Anyone making $10 to $20 million per year will pay a lot of taxes in absolute dollars — state taxes, property taxes, city taxes, sales taxes, etc. But the distinction you’re missing is whether or not these taxes were income taxes.
From my initial understanding (and I am no tax professional, but have 10 years experience in private equity and am familiar with how the senior professionals manage their finances), there’s a possibility that Romney paid very little (i.e. less than 10%) income taxes during the 2002 to 2009 period in many of those years. It is quite possible that some of those years could have approached zero. There’s a lot of different ways to make that happen, through standard structuring/gifting, offshore planning, charitable contributions, and favorable recent tax laws for carried interest and capital gains. I think you should try and pivot the discussion around “were these income taxes that Romney paid” and not “did Romney pay taxes.”
Just a thought from looking at the nuances behind Romney’s replies to Reid — he appears to be very careful not to say “income taxes even when the initial claim by Reid was specifically around income taxes.”
Here I responded (edited to remove iPhone abbreviations)…
Well even his ‘base’, as it were, shld be 15%, right? Wouldn’t almost all the income be structured as capital gains?
To which MB replied …
Yes, but you’re missing the piece on the timeline where Romney cut a retirement deal with his partners to buy out his shares in the Bain Capital management company. Where it could be zero is if Romney had previously contributed his shares of the Bain Capital management company that he controlled 100% of into his IRA over the years.
The corporate structure of most private equity firms is such that there is a management company (holding company) above a set of LLCs or limited partnerships which are the actual funds investing the capital and collecting the fees/distributing the profits. Romney was both a general partner in the funds and the sole shareholder of the management company.
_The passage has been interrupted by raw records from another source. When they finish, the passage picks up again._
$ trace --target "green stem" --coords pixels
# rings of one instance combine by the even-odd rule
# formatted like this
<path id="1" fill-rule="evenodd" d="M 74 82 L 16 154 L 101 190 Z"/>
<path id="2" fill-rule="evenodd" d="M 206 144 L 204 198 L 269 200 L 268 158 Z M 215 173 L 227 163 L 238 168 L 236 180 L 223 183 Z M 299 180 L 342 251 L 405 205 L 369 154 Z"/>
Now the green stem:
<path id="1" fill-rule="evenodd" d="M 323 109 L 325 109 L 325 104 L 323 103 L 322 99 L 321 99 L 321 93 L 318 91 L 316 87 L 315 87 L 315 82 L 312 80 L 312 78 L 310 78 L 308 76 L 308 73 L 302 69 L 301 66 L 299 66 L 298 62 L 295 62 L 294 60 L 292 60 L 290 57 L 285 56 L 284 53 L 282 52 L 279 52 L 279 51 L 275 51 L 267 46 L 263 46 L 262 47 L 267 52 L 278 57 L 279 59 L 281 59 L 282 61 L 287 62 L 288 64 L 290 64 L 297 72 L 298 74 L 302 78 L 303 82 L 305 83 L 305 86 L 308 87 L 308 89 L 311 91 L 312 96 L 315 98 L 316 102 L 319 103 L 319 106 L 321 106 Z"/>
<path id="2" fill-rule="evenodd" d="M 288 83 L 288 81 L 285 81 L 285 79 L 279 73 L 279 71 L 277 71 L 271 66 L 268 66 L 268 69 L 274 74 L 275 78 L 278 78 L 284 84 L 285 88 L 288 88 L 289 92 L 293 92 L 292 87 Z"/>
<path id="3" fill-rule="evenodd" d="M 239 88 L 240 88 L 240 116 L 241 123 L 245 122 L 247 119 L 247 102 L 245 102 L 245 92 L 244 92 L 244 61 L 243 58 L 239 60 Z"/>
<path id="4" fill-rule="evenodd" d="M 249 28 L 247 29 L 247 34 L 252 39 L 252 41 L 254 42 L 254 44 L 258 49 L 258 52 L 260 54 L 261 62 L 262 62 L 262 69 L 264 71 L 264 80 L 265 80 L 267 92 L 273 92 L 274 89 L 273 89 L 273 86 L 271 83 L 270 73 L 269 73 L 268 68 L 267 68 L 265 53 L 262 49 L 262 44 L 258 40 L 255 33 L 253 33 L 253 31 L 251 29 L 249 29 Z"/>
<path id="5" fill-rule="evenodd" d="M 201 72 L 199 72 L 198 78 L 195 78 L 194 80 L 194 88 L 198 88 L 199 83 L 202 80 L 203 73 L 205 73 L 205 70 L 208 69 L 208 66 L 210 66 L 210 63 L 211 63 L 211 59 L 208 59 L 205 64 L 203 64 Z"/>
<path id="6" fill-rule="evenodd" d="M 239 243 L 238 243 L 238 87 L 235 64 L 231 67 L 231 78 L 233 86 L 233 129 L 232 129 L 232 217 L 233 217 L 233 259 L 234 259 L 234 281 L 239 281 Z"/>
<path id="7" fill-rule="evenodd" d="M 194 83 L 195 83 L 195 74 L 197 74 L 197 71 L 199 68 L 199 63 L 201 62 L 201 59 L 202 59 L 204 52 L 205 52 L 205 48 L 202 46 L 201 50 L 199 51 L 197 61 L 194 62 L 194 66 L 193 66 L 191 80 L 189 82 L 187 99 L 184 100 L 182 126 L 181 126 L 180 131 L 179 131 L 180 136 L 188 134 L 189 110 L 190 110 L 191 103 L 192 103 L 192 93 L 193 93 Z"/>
The management company shares are generally considered to have relatively nominal value (i.e. you can conceivably put them into an IRA) as there generally isn’t a lot of (or any) income/revenue associated with them — however, since the management company owns the brand name and controls the funds and all hiring/firing/compensation decisions (within Bain Capital), if Romney’s partners wanted to continue using the name “Bain Capital” and take over control of the private equity firm and funds in the future, they would have to buy back Romney’s shares over a period of several years for hundred+ of millions of dollars. This is not uncommon in private equity firms undergoing an ownership transition. Since these shares (could) have been contributed to an IRA over the years, the Romney’s income 2002 to 2009 would largely be from his partners at Bain buying back shares that he’s already contributed to his IRA, and just like any trading you do in your IRA, the sale of these shares would be tax free until after he turns 65 (and/or withdraws from said IRA) and he’d pay zero income taxes on that. So, if he had transferred 50% of his Bain management co. shares to an IRA, if he was being paid $20M per year to have those shares bought back, his tax rate would be a blended 7.5%. If the management company shares were held overseas or had overseas blocker entities, it is conceivable it could be even lower than that. Also, he could use his taxable shares as charitable gifts and his non-taxable IRA shares as tax free income.
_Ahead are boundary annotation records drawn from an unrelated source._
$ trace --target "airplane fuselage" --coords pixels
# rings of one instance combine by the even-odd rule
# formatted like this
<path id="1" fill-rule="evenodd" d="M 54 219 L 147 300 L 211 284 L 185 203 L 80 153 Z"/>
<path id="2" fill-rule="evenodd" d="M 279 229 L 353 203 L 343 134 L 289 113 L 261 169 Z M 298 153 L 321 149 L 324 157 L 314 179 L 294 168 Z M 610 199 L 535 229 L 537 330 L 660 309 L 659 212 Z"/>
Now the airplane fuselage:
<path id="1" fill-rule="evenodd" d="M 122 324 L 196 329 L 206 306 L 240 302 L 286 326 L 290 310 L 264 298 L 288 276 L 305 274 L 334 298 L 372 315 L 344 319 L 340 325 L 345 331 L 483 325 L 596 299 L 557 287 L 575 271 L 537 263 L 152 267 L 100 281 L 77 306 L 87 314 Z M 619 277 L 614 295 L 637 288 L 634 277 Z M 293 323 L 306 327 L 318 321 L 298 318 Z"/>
This is pure speculation — but I think you if you and your team worked a little harder talking to estate planning lawyers and trust experts who work with senior private equity partners and professionals (good luck getting them on the record, but it is really much more nuanced for private equity than your everyday run of the mill wealthy individual), you could sketch out a number of hypothetical situations and I think add more credibility to Reid’s position.
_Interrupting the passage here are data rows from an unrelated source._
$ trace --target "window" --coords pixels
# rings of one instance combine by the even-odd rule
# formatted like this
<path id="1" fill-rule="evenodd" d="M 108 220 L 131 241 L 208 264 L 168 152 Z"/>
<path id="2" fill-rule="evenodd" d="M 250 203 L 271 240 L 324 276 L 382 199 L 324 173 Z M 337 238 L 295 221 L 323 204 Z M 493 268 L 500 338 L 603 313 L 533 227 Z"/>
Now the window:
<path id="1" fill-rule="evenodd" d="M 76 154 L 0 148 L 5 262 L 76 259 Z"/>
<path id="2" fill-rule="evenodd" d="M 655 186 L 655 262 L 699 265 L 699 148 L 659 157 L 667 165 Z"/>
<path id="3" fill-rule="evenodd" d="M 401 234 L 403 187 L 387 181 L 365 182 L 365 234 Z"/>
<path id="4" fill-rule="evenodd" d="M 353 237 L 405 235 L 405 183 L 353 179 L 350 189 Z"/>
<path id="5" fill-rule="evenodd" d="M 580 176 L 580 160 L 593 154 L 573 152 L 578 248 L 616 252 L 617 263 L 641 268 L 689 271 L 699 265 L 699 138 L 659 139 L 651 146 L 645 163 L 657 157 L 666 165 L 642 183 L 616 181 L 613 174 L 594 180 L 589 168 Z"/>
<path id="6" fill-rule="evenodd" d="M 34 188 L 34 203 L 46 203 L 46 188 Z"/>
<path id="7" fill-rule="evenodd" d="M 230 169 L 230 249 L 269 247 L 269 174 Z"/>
It’s entirely possible Romney paid zero income taxes, and possibly nominal capital gains taxes (i.e. less than 15 percent). In fact, since he wasn’t being paid income but presumably was liquidating his stake in Bain Capital, in the perspective of the IRS, he wasn’t earning any income — just selling assets (Bain management company back to his other partners).
Josh Marshall is editor and publisher of TalkingPointsMemo.com.